The potential impact is significant, as Ollama is frequently integrated with development tools like Claude Code, meaning sensitive tool outputs and proprietary code stored in the heap could be exposed. Cyera researcher Dor Attias warned that attackers could gain deep insights into an organization's AI inference operations, including customer contracts and internal credentials The Hacker News.

To mitigate this risk, users are urged to update to version 0.17.1 or later. Because Ollama's REST API does not provide built-in authentication, experts also recommend isolating instances behind firewalls, auditing for internet exposure, and deploying an authentication proxy or API gateway to restrict access The Hacker News.

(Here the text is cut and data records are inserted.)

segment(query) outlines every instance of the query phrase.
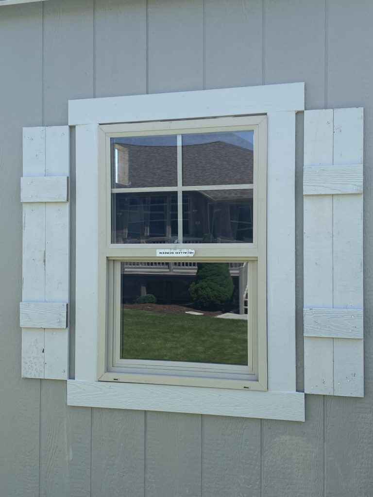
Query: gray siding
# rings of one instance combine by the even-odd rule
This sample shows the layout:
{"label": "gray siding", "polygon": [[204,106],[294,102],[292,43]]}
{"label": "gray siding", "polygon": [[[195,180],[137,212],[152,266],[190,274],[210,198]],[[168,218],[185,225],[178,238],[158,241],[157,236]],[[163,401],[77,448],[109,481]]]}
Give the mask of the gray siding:
{"label": "gray siding", "polygon": [[[0,7],[0,494],[4,497],[373,494],[371,0],[50,0]],[[305,81],[307,108],[365,109],[363,399],[307,396],[304,423],[70,408],[20,378],[21,127],[69,98]],[[296,172],[303,385],[302,121]]]}

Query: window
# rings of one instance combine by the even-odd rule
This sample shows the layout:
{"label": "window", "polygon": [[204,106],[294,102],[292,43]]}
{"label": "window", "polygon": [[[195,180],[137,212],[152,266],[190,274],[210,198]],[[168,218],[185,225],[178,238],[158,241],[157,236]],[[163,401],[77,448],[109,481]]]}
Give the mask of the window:
{"label": "window", "polygon": [[[76,359],[75,379],[68,382],[69,405],[304,420],[304,394],[295,388],[294,198],[295,113],[304,108],[302,83],[69,102],[69,124],[75,126],[77,194]],[[216,117],[229,116],[232,117]],[[267,133],[261,132],[267,121],[268,151]],[[115,124],[120,123],[124,124]],[[217,177],[213,168],[195,168],[194,175],[190,174],[194,146],[199,150],[208,146],[200,135],[250,131],[252,180],[241,174],[232,181],[230,170]],[[194,139],[192,135],[199,136],[198,143],[187,141]],[[176,137],[176,145],[162,145],[162,137],[167,142],[170,136]],[[139,184],[134,182],[129,149],[138,147],[134,139],[139,137],[157,137],[158,143],[154,141],[152,146],[164,158],[168,147],[169,155],[167,174],[153,174],[157,166],[149,160],[146,171],[150,172],[142,174]],[[125,139],[121,143],[121,138]],[[129,138],[134,141],[128,143]],[[232,144],[219,141],[223,145],[216,154],[223,161],[231,156],[222,149],[227,152]],[[208,157],[212,155],[210,151]],[[259,166],[266,163],[268,177],[261,179],[263,168]],[[232,191],[235,196],[227,196]],[[130,197],[130,206],[129,200],[113,205],[117,197],[125,196]],[[112,223],[112,210],[117,215]],[[193,242],[188,243],[188,239]],[[199,356],[188,354],[186,348],[182,356],[176,356],[172,347],[168,355],[161,347],[156,356],[154,346],[152,355],[145,356],[148,348],[135,350],[133,343],[138,341],[130,339],[133,333],[126,334],[134,330],[128,327],[131,313],[129,322],[124,313],[133,301],[153,292],[156,305],[166,302],[187,308],[185,301],[167,304],[166,297],[176,293],[182,297],[183,292],[185,296],[187,276],[196,283],[198,263],[223,263],[226,271],[227,266],[235,288],[239,285],[237,268],[242,270],[247,263],[248,282],[253,283],[249,288],[257,293],[252,299],[248,293],[248,304],[257,303],[257,343],[253,348],[257,369],[251,374],[248,345],[247,366],[240,363],[246,337],[241,337],[241,355],[230,353],[232,364],[216,354],[209,357],[211,348],[203,346]],[[256,268],[257,282],[249,273],[250,267]],[[144,269],[157,276],[151,283],[147,276],[145,285],[139,286]],[[174,276],[171,292],[168,285]],[[137,288],[132,293],[131,279]],[[235,312],[233,307],[212,312],[226,310]],[[239,310],[236,306],[236,313]],[[247,312],[248,316],[254,315],[248,308]],[[183,313],[183,317],[209,317],[216,324],[225,319],[206,314]],[[146,343],[149,335],[145,338]],[[198,362],[215,358],[218,362]],[[141,370],[120,362],[131,360]],[[177,371],[171,364],[175,362]],[[246,370],[237,371],[242,367]]]}
{"label": "window", "polygon": [[100,379],[265,389],[265,116],[102,130]]}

Separately, researchers at Striga have disclosed two additional unpatched vulnerabilities in Ollama's Windows update mechanism. These flaws, which allow for persistent code execution, were published after a 90-day disclosure period elapsed without a fix. The Windows client, which defaults to listening on 127.0.0.1:11434, remains susceptible to these chained issues The Hacker News.

The discovery of these vulnerabilities highlights the growing security surface of local LLM frameworks as they see wider adoption in enterprise environments. With over 171,000 stars on GitHub, Ollama's popularity makes it an attractive target for attackers looking to harvest sensitive data from AI-integrated workflows The Hacker News.